Note that the powder 158 is independent, that is, 1 Blue is 61 fixed blue, remove the three is (2_36,3+26,6+23), then only 236 can be detected, for easy to understand rewrite as [6,3,2; 1,5, 8; 23,26,36]. Situation Analysis:

-If a blue Cup appears (only 2/3/6), then the corresponding 8/5/1 consists of two packages, even if the blue powder

-If the two Blue Cups (23,26,36) is the answer

I suddenly think this is a (permutation) combinatorial problem??

Law V: ...

The idea of enumeration has two ways of changing the color of a toast and the possibility of powder.
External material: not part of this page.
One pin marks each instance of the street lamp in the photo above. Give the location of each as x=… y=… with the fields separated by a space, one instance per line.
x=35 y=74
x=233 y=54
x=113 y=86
If the above analysis is wrong, please indicate ~

When I wrote this article, I thought,

My roommate's strong imagination, my strong analytical power and comparative summary of the strength hahaha with a face.

APP: Free to select a QR code and then identify the QR code in the graph. Consider sharing WiFi to friends, I want to see the contents of the content. In the long press to identify the two-dimensional code how to do it?? Can you identify any QR code? Is it because of the input format or the??

Chance to see the interview algorithm problem _ the shortest time to find 10 packets of powder in the two blue powder.